- The Washington Times - Friday, January 10, 2014

A Swiss member of the International Olympic Committee said that roughly a third of the $55 billion spent on the Sochi Olympics has disappeared due to corruption.   

Gian-Franco Kasper, president of the International Ski Federation and a Swiss member of the IOC, made the statement Thursday, adding that Russian corruption was an “everyday matter,” the Christian Science Monitor reported. The estimated cost of Sochi embezzlement comes in at $18 billion. 

Simply acknowledging the bribes and kickbacks is an accomplishment, according to former Russian deputy prime minister Boris Nemtsov.

“We’ve been trying to interest the IOC in this issue for quite awhile, but to no avail,” Mr. Nemtsov told the publication. “Until now there’s been no clear acknowledgement of the issue, even though the facts are widely available. The attitude is that ‘all is well’ and if there’s any corruption it’s a problem for the host country and not the IOC.”
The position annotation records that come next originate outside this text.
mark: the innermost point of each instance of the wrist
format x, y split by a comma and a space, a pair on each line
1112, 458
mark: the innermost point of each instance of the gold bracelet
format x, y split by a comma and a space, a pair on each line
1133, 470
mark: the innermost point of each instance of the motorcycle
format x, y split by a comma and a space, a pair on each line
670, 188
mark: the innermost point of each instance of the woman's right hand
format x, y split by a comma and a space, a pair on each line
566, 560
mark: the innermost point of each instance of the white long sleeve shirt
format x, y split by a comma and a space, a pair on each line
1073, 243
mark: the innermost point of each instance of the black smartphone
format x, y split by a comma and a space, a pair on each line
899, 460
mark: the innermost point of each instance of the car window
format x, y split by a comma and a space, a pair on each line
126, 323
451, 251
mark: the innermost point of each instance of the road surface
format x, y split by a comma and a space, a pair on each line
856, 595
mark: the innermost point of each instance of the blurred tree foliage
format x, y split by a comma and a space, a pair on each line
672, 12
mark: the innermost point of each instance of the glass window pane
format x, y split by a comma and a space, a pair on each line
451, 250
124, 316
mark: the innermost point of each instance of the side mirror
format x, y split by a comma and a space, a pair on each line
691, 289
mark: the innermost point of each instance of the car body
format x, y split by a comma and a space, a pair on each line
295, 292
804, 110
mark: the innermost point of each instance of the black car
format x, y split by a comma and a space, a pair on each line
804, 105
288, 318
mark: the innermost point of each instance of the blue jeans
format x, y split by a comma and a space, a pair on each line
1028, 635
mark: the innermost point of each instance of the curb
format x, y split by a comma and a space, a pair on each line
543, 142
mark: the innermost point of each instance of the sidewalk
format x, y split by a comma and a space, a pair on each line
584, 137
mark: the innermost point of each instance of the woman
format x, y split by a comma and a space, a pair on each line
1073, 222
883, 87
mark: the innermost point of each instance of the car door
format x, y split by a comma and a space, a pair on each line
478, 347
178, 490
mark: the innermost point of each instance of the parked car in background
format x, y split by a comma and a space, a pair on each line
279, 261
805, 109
According to the Christian Science Monitor, construction costs connected with the Sochi Olympic Games are often three times more than similar projects in that part of the world. Initially, preparation for the games was estimated to come in at $12 billion.

“[The IOC is] obliged to pay attention to this. Though there has been considerable attention to the issue of gay rights in advance of the Olympics, and the IOC has taken a stand on this, they have largely ignored corruption, environmental destruction, and other types of human rights violations that have been occurring,” Mr. Nemtsov said.